Zur Zeit streiche ich grad die fünf hölzernen Säulen der Veranda, VICTORIAN STYLE, glaube ich. Man kann nicht sagen, die Säulen seien morsch. Etwas verwittert sind sie. Wie alle Fensterläden auch. Wer wird all die Fensterläden streichen? Wenn ich auf einem Stuhl ste­he, erreicht der Pinsel gerade noch das Kapitäl und den Querbalken, wenn ich mich auf die Fussspitzen stelle. Ein Mal bin ich bereits von dem wackligen Sessel gefal­len. Zum Glück hat es niemand gesehen, niemand ge­hört. Lebensabend auf dem Land... Vielleicht ist der See, der im Osten, morgens, als schmaler Streifen blinkt, gar kein See. Ich bin noch nie dahin gegangen. Vielleicht ist es ein Sund! - und der Himmel, den ich von der Veranda aus sehe, ist Himmel über Meer...

... Fortsetzung Seite 164

Ich streiche noch immer die hölzernen Säulen in der Veranda. Jemand schaut mir zu; ich fühle, dass jemand im grünen Schaukelsessel sitzt und zuschaut. Ein schweigsa­mer Gast.

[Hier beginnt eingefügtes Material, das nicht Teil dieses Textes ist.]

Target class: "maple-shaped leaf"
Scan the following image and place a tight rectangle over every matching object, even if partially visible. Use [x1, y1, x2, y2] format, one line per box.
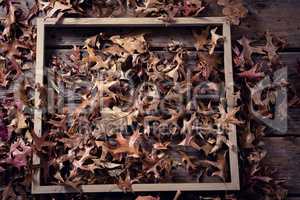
[8, 109, 28, 134]
[31, 131, 55, 153]
[209, 27, 224, 55]
[263, 31, 285, 64]
[44, 1, 79, 22]
[0, 119, 8, 141]
[217, 103, 243, 127]
[193, 27, 209, 50]
[5, 139, 32, 169]
[110, 34, 148, 54]
[179, 152, 197, 171]
[238, 36, 266, 66]
[218, 0, 248, 25]
[111, 130, 141, 158]
[238, 64, 265, 80]
[183, 0, 205, 16]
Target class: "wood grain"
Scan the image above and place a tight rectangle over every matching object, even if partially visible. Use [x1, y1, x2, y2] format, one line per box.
[264, 137, 300, 194]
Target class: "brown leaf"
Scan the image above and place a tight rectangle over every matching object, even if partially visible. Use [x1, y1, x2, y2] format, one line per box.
[193, 27, 209, 50]
[209, 27, 224, 55]
[218, 0, 248, 25]
[238, 36, 265, 66]
[110, 34, 148, 54]
[238, 64, 265, 80]
[112, 130, 141, 158]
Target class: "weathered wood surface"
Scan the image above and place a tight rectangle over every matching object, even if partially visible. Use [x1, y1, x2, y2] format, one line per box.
[264, 137, 300, 194]
[0, 0, 300, 195]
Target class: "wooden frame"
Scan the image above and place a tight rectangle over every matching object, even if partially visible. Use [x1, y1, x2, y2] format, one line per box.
[32, 17, 240, 194]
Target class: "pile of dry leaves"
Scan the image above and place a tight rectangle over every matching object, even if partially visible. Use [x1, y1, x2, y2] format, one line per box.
[0, 0, 298, 200]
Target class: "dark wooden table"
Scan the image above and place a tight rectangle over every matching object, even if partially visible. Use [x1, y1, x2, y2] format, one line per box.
[2, 0, 300, 200]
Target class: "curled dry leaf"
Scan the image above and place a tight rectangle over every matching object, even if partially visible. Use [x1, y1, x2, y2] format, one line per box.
[218, 0, 248, 25]
[209, 27, 224, 55]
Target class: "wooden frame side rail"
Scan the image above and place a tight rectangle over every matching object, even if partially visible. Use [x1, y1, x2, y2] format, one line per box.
[32, 17, 240, 194]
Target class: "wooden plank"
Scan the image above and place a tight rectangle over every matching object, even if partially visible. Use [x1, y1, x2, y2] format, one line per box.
[44, 17, 226, 27]
[42, 0, 300, 48]
[223, 23, 240, 190]
[209, 0, 300, 48]
[32, 18, 240, 194]
[263, 137, 300, 194]
[31, 19, 45, 193]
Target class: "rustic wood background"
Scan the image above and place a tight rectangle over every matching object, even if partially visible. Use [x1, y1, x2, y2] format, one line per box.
[1, 0, 300, 200]
[34, 0, 300, 200]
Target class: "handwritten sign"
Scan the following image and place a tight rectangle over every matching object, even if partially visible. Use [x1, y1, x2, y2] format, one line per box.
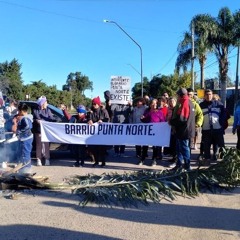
[110, 76, 131, 104]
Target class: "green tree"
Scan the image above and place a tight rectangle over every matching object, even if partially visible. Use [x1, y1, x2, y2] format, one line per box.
[176, 15, 212, 88]
[66, 72, 93, 95]
[192, 7, 240, 104]
[132, 77, 149, 99]
[0, 58, 23, 100]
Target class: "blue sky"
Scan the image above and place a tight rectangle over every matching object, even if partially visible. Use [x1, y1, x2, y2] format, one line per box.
[0, 0, 239, 98]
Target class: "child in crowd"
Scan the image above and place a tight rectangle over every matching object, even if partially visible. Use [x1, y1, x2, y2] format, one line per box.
[12, 103, 33, 173]
[69, 105, 88, 167]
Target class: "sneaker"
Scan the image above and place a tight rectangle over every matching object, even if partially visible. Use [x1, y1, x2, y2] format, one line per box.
[203, 159, 211, 166]
[170, 165, 184, 172]
[152, 159, 157, 167]
[37, 158, 42, 167]
[92, 162, 98, 167]
[168, 162, 177, 168]
[213, 154, 218, 161]
[73, 162, 80, 167]
[45, 159, 50, 166]
[138, 161, 143, 166]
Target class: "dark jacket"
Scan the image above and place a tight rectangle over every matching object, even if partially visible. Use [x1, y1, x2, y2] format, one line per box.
[87, 107, 110, 123]
[170, 100, 195, 140]
[200, 100, 226, 133]
[32, 108, 56, 133]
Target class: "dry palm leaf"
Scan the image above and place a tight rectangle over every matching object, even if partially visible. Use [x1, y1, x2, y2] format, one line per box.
[0, 148, 240, 207]
[68, 148, 240, 207]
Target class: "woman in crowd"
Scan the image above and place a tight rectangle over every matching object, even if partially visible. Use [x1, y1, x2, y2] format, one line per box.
[12, 103, 33, 173]
[232, 100, 240, 150]
[139, 99, 166, 166]
[69, 105, 87, 167]
[87, 97, 110, 167]
[33, 96, 56, 166]
[130, 98, 148, 159]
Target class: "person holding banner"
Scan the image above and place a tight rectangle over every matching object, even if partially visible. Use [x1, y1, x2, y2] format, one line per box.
[33, 96, 56, 166]
[138, 99, 166, 166]
[130, 98, 148, 159]
[111, 102, 132, 157]
[87, 96, 110, 167]
[170, 88, 195, 171]
[12, 103, 33, 173]
[69, 105, 87, 167]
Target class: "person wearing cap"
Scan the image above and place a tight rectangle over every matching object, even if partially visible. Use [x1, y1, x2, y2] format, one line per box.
[199, 89, 226, 165]
[187, 88, 203, 150]
[12, 103, 33, 173]
[111, 97, 132, 157]
[130, 97, 148, 159]
[138, 98, 166, 167]
[33, 96, 56, 166]
[69, 105, 88, 167]
[87, 96, 110, 167]
[170, 88, 195, 171]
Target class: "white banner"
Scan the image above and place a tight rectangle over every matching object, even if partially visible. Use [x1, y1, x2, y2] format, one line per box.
[0, 109, 5, 142]
[110, 76, 131, 104]
[41, 121, 171, 146]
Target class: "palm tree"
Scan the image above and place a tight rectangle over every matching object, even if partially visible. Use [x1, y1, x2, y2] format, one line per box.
[176, 15, 212, 88]
[195, 7, 240, 105]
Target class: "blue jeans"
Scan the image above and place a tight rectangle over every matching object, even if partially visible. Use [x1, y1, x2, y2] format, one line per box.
[176, 138, 191, 170]
[19, 138, 33, 164]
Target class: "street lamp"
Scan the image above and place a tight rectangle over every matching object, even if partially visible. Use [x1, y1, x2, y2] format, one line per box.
[103, 20, 143, 97]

Als ich von meiner Malerarbeit aufschaue, ist der Schaukelsessel leer - Es spielt aber jemand auf dem Piano. Ich bin nie einsam. Ich streiche weiter –

 

 

 

Max Frisch. Entwürfe zu einem dritten Tagebuch

Herausgegeben von Peter von Matt

 

Suhrkamp Verlag Berlin, 1. Auflage (April 2010)

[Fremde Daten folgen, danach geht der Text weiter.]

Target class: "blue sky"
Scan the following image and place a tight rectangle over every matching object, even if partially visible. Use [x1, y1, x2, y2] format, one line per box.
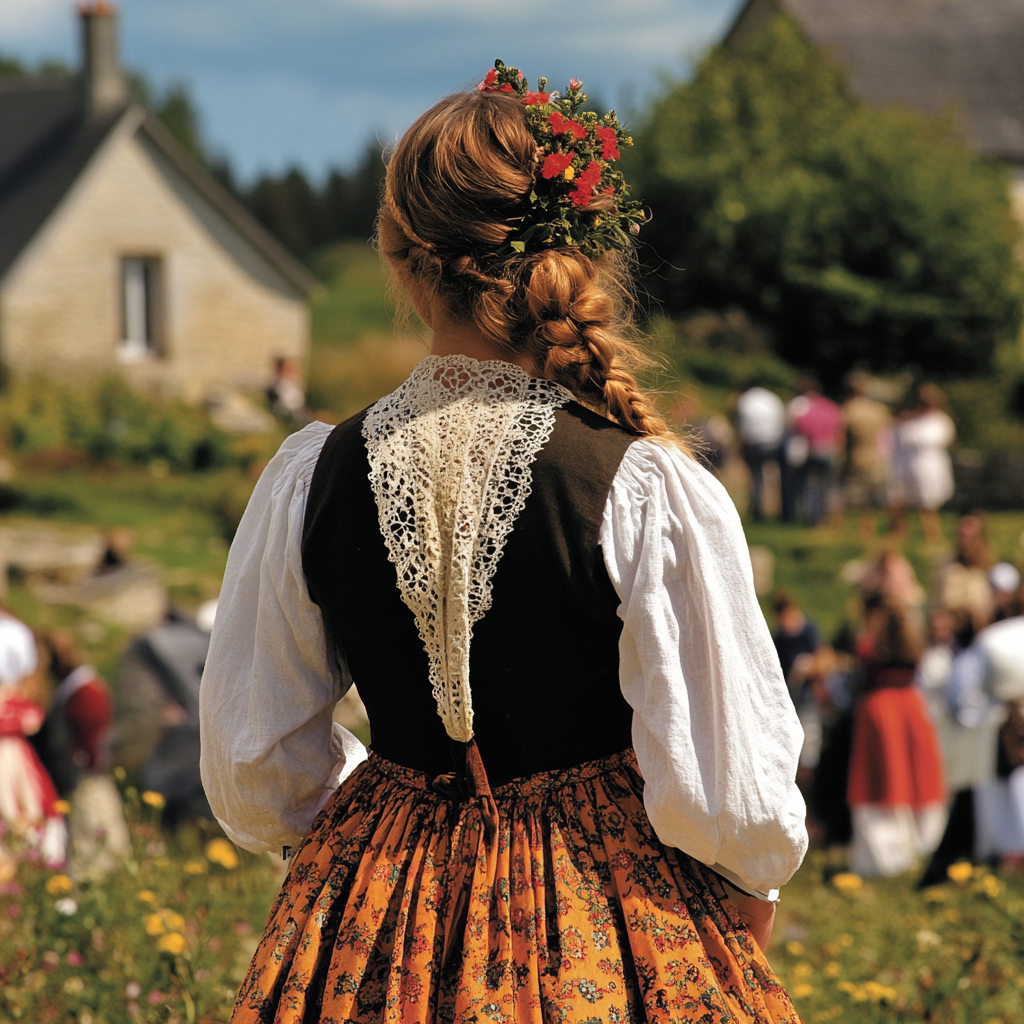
[6, 0, 742, 180]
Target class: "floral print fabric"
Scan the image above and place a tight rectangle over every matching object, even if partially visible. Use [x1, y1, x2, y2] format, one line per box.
[232, 751, 800, 1024]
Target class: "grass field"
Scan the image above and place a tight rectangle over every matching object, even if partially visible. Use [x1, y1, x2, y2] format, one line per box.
[0, 246, 1024, 1024]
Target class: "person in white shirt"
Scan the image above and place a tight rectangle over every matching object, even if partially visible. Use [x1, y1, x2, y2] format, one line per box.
[736, 384, 785, 519]
[200, 66, 807, 1024]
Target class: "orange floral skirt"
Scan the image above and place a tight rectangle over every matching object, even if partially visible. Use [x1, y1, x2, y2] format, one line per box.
[231, 751, 800, 1024]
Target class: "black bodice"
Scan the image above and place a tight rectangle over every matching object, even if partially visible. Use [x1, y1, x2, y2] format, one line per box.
[302, 402, 635, 783]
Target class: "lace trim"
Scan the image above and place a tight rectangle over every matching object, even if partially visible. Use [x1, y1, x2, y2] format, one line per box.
[362, 355, 572, 741]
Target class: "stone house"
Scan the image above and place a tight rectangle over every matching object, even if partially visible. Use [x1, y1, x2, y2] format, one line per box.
[723, 0, 1024, 220]
[723, 0, 1024, 511]
[0, 2, 314, 401]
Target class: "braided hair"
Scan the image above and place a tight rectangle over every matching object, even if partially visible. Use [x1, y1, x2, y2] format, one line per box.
[377, 91, 672, 437]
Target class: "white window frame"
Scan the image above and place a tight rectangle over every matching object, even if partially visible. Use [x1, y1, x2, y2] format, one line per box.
[118, 256, 162, 362]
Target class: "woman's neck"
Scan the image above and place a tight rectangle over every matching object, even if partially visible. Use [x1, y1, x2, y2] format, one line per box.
[430, 318, 536, 374]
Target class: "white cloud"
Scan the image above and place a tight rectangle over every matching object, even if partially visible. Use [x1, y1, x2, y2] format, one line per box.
[0, 0, 75, 54]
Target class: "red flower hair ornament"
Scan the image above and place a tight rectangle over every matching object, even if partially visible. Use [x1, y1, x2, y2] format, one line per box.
[477, 60, 648, 258]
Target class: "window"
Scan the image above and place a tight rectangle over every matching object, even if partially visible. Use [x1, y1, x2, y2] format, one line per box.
[118, 256, 160, 361]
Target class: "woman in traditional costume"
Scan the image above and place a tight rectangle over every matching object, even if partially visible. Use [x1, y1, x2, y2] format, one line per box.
[847, 596, 946, 878]
[201, 61, 806, 1024]
[0, 609, 68, 867]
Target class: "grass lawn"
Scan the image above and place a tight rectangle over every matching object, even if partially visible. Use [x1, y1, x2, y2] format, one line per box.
[0, 246, 1024, 1024]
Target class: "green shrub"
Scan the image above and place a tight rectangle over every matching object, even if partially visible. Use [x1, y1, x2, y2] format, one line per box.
[0, 378, 245, 471]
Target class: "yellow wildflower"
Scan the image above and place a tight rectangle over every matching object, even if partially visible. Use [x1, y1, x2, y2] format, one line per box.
[978, 874, 1002, 899]
[160, 910, 185, 932]
[46, 874, 75, 896]
[946, 860, 974, 886]
[833, 871, 864, 896]
[206, 839, 239, 871]
[864, 981, 898, 1002]
[157, 932, 185, 956]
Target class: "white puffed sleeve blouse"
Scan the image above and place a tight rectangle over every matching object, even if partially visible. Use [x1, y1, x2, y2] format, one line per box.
[200, 423, 807, 898]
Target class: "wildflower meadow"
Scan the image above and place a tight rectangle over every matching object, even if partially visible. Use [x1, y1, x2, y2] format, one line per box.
[0, 786, 282, 1024]
[769, 853, 1024, 1024]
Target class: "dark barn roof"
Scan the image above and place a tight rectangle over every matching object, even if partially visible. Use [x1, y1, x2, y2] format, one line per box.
[725, 0, 1024, 163]
[0, 78, 316, 294]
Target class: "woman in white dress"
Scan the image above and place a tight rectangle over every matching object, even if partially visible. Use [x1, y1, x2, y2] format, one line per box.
[201, 62, 806, 1024]
[892, 384, 956, 547]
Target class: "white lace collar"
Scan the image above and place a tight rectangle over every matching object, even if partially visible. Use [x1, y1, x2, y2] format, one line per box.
[362, 355, 572, 741]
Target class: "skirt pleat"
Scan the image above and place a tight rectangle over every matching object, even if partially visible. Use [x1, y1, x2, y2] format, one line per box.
[232, 751, 800, 1024]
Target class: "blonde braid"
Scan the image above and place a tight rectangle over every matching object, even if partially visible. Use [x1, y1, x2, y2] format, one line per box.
[378, 92, 685, 447]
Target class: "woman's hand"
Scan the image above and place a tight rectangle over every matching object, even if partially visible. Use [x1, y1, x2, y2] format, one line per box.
[722, 879, 775, 952]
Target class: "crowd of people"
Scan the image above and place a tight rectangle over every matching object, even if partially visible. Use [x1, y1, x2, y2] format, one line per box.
[0, 602, 215, 880]
[724, 373, 956, 547]
[773, 512, 1024, 884]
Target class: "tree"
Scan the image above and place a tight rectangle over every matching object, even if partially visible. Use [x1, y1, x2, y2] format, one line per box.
[630, 16, 1022, 381]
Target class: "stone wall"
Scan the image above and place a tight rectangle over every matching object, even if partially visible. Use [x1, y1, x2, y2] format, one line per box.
[0, 118, 308, 400]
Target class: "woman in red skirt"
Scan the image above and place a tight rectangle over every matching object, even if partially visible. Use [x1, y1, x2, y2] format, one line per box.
[202, 62, 806, 1024]
[847, 597, 946, 877]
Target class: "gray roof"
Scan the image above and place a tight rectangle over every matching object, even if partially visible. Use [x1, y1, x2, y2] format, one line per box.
[0, 78, 316, 294]
[726, 0, 1024, 163]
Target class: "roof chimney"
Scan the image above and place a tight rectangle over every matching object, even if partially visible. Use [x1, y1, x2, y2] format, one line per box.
[78, 0, 128, 117]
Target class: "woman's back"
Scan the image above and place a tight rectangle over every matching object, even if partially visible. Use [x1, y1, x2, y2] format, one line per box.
[303, 360, 635, 782]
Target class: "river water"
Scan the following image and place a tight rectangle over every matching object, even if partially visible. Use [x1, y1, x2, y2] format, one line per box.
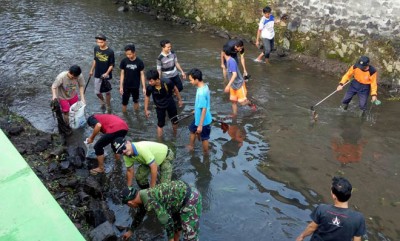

212 Seiten, gebundene Ausgabe

Größe:  18,8 x 11,8 x 2,2 cm

Gewicht: 255g

ISBN 978-

3518421307 

 

 

 

184 Seiten, von Frisch auf Tonband diktiert, von seiner Sekretärin in die Maschine getippt. Der Autor selbst hatte auf der Titelseite notiert: »Tagebuch 3. Ab Frühjahr 1982«. Max Frisch lebte zu dieser Zeit in New York, zusammen mit seiner damaligen Lebensgefährtin Alice Locke-Carey, bekannt als »Lynn« aus der Erzählung Montauk. Ihr ist das Tagebuch 3 gewidmet, und vermutlich fällt das abrupte Ende der Aufzeichnungen Mitte der achtziger Jahre mit der Trennung von der Amerikanerin zusammen. Das Tagebuch 3 Augenblicksnotizen neben längeren reflexiven Passagen – und hebt das scheinbar flüchtig hingeworfene Notat in den Rang des Literarischen.